A Bahamian judge has ruled that Ron Kelly, the Canadian entrepreneur who restored the British Colonial Hilton and purchased the South Ocean Golf & Beach Resort, received a “fraudulent preference” when $3 million was transferred to him by the failed offshore bank run by Prime Minister Perry Christie’s brother.
Sitting in the Supreme Court, Justice Hugh Small ruled that the $3 million transferred by Americas International Bank Corporation (AIBC) to Mr Kelly on September 4, 2001, about a month before the bank’s directors resolved on October 11, 2001, to wind up the bank, gave the Canadian “a preference over other creditors”. AIBC’s president and managing director was Gary Christie.
In his verdict, first reported by Internet newsletter KYC News, Justice Small wrote: “I am satisfied that the evidence establishes that AIBC was unable to pay its debts as they became due from its own money to its creditors in September 2001.
“The transfer of $3 million on September 4 from AIBC to Mr Kelly gave Mr Kelly a preference over other creditors. It took place within three months of the resolution of October 11 and therefore constitutes a fraudulent preference within the terms of section 72 of the Bankruptcy Act and section 262 of the Companies Act.”

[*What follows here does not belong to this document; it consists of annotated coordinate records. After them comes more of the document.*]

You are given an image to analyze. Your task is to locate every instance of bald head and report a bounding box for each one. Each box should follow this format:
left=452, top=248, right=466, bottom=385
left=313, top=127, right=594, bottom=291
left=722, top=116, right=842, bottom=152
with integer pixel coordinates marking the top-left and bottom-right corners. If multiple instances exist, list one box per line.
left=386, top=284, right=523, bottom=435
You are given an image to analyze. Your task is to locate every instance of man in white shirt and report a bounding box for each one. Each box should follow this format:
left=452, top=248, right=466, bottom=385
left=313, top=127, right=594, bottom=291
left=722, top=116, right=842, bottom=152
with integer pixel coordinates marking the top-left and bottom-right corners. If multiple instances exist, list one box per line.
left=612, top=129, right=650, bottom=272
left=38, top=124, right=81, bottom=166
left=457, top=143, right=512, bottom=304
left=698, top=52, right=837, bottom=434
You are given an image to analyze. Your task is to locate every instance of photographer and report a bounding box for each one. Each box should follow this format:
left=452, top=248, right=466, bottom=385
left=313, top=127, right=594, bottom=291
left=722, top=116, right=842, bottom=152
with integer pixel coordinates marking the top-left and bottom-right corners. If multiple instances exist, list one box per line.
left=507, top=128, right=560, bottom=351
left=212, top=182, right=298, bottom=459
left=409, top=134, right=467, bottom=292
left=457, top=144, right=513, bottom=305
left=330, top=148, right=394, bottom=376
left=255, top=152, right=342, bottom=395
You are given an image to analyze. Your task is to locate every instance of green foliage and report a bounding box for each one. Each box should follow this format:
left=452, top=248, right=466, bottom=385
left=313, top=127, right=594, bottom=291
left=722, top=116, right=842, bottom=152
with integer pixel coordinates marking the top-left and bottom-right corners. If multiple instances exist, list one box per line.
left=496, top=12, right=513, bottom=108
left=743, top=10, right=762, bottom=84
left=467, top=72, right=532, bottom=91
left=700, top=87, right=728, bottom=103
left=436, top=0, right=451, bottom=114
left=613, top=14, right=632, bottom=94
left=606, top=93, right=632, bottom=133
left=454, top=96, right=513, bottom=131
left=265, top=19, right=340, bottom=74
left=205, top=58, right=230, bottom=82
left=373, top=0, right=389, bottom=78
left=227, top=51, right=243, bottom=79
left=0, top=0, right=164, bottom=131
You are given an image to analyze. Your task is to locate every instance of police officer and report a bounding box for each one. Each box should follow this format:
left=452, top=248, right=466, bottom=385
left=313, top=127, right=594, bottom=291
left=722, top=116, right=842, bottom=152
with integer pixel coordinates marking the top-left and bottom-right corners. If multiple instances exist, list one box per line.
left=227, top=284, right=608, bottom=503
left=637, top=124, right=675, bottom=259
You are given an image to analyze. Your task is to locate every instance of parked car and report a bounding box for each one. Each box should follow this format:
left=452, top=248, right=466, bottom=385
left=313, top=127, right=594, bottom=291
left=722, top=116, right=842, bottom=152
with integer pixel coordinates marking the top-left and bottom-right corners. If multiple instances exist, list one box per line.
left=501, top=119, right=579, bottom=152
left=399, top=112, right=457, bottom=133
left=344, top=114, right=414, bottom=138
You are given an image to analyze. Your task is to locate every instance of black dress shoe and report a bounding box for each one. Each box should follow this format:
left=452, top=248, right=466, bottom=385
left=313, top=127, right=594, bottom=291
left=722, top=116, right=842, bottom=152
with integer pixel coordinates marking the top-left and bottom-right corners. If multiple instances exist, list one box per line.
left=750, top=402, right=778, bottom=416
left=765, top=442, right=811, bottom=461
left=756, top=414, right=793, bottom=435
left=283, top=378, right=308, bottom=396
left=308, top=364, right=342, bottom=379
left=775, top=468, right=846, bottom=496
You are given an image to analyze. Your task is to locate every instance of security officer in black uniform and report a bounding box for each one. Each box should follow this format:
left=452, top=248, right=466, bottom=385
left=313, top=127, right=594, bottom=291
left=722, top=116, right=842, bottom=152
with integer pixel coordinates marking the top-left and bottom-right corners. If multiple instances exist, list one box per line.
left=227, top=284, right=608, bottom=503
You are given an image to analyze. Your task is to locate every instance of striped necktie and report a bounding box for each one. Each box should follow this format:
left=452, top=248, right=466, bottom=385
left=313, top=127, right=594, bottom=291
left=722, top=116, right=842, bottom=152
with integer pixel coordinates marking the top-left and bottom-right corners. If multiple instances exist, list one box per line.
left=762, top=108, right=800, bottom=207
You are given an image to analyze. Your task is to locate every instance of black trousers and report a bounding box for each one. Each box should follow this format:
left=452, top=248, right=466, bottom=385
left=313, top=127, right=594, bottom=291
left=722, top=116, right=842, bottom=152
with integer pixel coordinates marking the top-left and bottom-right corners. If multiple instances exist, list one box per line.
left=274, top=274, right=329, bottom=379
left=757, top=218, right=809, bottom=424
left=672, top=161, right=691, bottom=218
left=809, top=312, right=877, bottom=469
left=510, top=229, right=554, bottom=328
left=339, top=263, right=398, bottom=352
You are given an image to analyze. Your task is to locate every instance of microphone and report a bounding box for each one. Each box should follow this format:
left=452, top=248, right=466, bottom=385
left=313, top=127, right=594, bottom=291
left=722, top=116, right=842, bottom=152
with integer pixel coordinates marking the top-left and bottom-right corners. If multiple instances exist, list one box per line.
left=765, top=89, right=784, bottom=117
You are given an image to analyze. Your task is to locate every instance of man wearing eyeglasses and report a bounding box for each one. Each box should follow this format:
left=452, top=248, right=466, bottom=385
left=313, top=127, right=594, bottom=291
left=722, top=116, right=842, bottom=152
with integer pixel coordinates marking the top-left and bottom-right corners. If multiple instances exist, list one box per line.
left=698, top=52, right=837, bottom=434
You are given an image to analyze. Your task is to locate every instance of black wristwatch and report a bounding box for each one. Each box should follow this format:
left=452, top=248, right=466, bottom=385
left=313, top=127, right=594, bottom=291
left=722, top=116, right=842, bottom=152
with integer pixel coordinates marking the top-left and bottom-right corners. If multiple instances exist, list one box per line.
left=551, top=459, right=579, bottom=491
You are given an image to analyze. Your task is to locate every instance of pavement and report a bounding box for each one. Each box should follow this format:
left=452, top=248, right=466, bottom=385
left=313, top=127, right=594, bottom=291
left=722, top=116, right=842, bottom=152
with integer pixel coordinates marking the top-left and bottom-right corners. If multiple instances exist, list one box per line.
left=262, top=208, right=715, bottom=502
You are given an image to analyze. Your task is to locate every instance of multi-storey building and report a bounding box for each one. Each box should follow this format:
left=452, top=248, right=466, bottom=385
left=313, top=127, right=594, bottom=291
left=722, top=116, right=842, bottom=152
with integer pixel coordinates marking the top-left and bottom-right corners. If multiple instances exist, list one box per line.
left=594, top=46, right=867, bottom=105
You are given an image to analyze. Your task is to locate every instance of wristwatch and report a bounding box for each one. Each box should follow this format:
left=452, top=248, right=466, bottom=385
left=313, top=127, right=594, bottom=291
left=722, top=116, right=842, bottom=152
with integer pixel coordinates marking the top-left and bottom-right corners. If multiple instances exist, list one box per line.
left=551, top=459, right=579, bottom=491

In his defence, Mr Kelly said “at no time was he put on notice of the imminent collapse of AIBC and that Mr Christie informed him that the decision to place it in liquidation came as a shock to him also”.
Mr Kelly’s Bahamian hotel investments have effectively been taken over by the Canadian Commercial Worker Industry Pension Plan (CCWIPP), formerly one of the main leaders to his company, RHK Capital, after he ran into financial difficulties.